Mme Nicole Bricq. Pas moi seulement ! (Nouveaux sourires.)
M. Emmanuel Macron, ministre. … et, ce faisant, de répondre à Jacques Mézard.
On m’a fait beaucoup de reproches, mais, en matière de non-cumul des mandats, reconnaissez, monsieur Mézard, que je suis exemplaire. (Rires.)
M. Jacques Mézard. Pour l’instant !
M. Emmanuel Macron, ministre. La commission spéciale a voulu prendre en compte un cas, celui des sociétés de gestion, qui sont déjà exclues du code de gouvernement d’entreprise AFEP-MEDEF. Aussi, il est faux de dire que la commission spéciale serait plus laxiste que ce code.
L’Assemblée nationale a limité à trois le nombre total de mandats sociaux qu’il est possible pour une seule personne de détenir dans les grandes sociétés cotées. La commission spéciale a relevé ce seuil à cinq pour les mandataires sociaux des sociétés de gestion.
Nous prenons acte du fait que les sociétés de gestion sont un cas particulier, mais nous proposons de rétablir ce plafond de cinq mandats uniquement pour les mandataires sociaux de ces sociétés de gestion et non pas pour les administrateurs classiques. Sur ce volet, nous sommes donc plus restrictifs. Il s’agit là d’un débat très technique.
Au sujet des PME et des ETI, la commission spéciale se montre plus restrictive que le Gouvernement puisqu’elle propose de s’en tenir à un plafond de trois mandats. Dans le cas présent, nous assumons d’être moins sévères puisque nous considérons que les PME et les ETI ne sont que très marginalement concernées. Compte tenu de leur organisation et de leur mode de croissance, leur appliquer cette règle risquerait de les bloquer.

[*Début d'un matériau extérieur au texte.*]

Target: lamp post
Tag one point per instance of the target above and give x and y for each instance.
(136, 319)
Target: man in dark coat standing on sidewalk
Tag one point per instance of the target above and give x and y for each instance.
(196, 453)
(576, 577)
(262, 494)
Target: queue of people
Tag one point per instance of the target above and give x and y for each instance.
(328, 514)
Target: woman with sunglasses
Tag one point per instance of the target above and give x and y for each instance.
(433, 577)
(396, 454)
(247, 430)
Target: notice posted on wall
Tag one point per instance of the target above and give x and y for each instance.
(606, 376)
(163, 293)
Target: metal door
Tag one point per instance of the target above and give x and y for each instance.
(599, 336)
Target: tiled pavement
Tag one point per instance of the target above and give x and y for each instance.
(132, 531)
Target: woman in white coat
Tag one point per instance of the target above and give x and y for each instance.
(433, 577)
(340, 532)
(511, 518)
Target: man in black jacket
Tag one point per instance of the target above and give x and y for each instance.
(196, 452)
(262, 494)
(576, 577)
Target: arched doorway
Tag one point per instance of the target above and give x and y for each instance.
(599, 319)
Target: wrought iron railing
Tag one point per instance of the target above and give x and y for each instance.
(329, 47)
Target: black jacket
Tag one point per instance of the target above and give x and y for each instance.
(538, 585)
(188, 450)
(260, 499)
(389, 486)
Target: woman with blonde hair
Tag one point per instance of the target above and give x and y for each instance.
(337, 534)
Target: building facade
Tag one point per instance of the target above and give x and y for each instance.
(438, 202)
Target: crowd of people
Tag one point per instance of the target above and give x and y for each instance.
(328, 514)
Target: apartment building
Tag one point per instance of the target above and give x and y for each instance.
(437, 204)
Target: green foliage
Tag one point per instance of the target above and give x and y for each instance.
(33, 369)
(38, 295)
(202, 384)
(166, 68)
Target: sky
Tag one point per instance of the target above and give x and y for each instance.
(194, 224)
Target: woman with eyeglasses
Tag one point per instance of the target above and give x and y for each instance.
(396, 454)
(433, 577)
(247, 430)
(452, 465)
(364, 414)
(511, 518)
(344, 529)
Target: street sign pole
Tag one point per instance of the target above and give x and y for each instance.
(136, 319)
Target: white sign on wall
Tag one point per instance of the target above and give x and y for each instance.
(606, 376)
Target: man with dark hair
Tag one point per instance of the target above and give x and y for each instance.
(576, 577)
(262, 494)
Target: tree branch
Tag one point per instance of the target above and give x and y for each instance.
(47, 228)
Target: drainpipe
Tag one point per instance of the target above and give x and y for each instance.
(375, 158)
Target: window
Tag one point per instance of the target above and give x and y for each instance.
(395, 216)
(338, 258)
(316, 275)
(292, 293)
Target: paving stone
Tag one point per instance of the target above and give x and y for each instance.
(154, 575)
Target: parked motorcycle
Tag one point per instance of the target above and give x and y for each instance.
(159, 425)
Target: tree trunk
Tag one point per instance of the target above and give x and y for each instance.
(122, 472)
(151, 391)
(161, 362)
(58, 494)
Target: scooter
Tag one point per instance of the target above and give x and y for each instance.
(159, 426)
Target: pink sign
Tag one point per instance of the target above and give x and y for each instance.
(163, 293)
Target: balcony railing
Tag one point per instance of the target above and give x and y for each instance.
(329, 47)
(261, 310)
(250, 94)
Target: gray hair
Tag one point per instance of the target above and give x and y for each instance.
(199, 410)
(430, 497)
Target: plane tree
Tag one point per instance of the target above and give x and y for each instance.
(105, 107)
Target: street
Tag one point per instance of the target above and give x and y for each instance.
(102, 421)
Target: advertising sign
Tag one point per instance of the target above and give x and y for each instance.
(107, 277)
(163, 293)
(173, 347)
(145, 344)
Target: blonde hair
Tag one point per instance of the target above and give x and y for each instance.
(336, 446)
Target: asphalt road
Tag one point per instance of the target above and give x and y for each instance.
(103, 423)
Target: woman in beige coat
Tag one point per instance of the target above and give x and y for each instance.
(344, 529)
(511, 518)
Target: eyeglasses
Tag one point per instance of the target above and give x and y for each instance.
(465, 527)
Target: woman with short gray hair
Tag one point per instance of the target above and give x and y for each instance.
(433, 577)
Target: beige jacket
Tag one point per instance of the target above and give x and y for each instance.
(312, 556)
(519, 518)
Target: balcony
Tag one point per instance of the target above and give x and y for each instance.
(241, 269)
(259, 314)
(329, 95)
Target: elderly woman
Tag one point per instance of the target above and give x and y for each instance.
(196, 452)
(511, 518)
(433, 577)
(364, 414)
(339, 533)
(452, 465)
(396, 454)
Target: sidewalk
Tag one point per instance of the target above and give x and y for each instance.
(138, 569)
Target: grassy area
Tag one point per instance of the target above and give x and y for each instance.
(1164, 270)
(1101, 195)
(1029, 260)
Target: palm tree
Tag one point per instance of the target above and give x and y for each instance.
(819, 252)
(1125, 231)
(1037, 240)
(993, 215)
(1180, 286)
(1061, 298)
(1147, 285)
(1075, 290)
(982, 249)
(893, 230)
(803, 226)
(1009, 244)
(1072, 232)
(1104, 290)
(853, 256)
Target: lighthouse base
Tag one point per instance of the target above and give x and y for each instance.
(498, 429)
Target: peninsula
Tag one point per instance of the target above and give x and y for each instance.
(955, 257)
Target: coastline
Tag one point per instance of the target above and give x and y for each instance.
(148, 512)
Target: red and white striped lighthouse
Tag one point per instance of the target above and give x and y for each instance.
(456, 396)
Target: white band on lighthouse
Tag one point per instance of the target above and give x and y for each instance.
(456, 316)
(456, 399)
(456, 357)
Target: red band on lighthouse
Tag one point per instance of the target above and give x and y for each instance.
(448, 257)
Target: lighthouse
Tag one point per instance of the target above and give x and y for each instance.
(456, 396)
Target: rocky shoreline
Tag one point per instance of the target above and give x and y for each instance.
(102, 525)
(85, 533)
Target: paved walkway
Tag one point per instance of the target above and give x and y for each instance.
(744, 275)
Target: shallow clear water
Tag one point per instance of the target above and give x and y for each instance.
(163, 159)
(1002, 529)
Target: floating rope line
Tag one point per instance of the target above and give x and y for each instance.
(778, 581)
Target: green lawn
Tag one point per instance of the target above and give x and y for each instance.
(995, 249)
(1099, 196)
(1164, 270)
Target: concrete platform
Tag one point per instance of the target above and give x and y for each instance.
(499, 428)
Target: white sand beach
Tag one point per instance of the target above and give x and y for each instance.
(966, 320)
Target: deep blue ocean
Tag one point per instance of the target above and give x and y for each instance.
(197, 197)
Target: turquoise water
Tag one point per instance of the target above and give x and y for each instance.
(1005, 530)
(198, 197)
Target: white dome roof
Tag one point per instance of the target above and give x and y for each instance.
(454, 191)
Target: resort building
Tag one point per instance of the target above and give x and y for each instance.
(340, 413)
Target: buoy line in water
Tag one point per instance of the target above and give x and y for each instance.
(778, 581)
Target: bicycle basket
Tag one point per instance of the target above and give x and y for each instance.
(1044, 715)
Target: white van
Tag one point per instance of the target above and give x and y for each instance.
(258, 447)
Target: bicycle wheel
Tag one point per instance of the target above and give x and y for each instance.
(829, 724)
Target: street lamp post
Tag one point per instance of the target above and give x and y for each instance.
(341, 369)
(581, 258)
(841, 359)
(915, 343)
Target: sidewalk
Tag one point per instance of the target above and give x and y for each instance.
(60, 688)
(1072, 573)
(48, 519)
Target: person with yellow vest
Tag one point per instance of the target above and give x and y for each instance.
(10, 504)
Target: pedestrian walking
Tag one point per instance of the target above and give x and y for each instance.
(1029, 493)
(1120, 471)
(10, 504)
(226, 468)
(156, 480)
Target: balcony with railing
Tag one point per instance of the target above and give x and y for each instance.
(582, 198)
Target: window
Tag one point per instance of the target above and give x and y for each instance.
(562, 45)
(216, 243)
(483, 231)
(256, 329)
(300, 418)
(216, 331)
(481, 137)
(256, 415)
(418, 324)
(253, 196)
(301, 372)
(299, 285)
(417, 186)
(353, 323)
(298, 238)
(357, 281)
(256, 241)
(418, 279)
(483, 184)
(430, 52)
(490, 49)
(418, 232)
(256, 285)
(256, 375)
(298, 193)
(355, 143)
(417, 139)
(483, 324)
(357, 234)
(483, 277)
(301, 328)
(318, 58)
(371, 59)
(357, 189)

M. le président. Je mets aux voix l'article 58 bis A, modifié.
(L'article 58 bis A est adopté.)
Article 58 bis
(Supprimé)
Article 58 ter
(Supprimé)
Article 58 quater
I. – L’article L. 232-25 du code de commerce est ainsi modifié :
1° (Supprimé)
1° bis Après le premier alinéa, il est inséré un alinéa ainsi rédigé :
« Lors de ce même dépôt, les sociétés répondant à la définition des petites entreprises, au sens de l’article L. 123-16, à l’exception des sociétés mentionnées à l’article L. 123-16-2, de celles dont l’activité consiste à gérer des titres de participations et de valeurs mobilières et de celles qui établissent des comptes consolidés en application de l’article L. 233-16, peuvent déclarer que le compte de résultat qu’elles déposent ne sera pas rendu public. »
1° ter (Supprimé)
2° (Supprimé)
II. – Le présent article s’applique aux comptes afférents aux exercices clos à compter du 31 décembre 2015 et déposés à compter du 1er avril 2016.
M. le président. Je suis saisi de deux amendements identiques.
L'amendement n° 59 est présenté par Mme Assassi, M. Bosino, Mme David et les membres du groupe communiste républicain et citoyen.
L'amendement n° 468 est présenté par M. Desessard et les membres du groupe écologiste.
Ces deux amendements sont ainsi libellés :
Supprimer cet article.
La parole est à Mme Christine Prunaud, pour présenter l’amendement n° 59.
Mme Christine Prunaud. Cet amendement vise à supprimer l’article 58 quater, aux termes duquel les petites sociétés sont autorisées à ne pas publier leur compte de résultat.
Dans cet article, il est proposé de modifier l’article L. 232-25 du code de commerce en utilisant la faculté offerte par la directive du 26 juin 2013 en matière de dispense de publication du compte de résultat pour les petites entreprises. Cette directive autorise les États membres de l’Union européenne qui le souhaitent à exempter les petites entreprises de l’obligation de publier leur compte de résultat et les micro-entreprises de l’obligation de publier leurs comptes annuels.
Depuis 2014, en conformité avec ce texte, il est déjà possible aux micro-entreprises françaises de demander que leurs comptes ne soient pas rendus publics lors de leur dépôt au registre du commerce et des sociétés. L’article 58 quater accorde la même dispense aux sociétés entrant dans la catégorie des petites entreprises suivant des critères précis. Cette faculté, comme c’était déjà le cas pour les micro-entreprises, ne fait pas obstacle à la non-opposabilité de la confidentialité à l’égard des autorités administratives et judiciaires ainsi que de la Banque de France pour permettre le bon exercice de leurs missions.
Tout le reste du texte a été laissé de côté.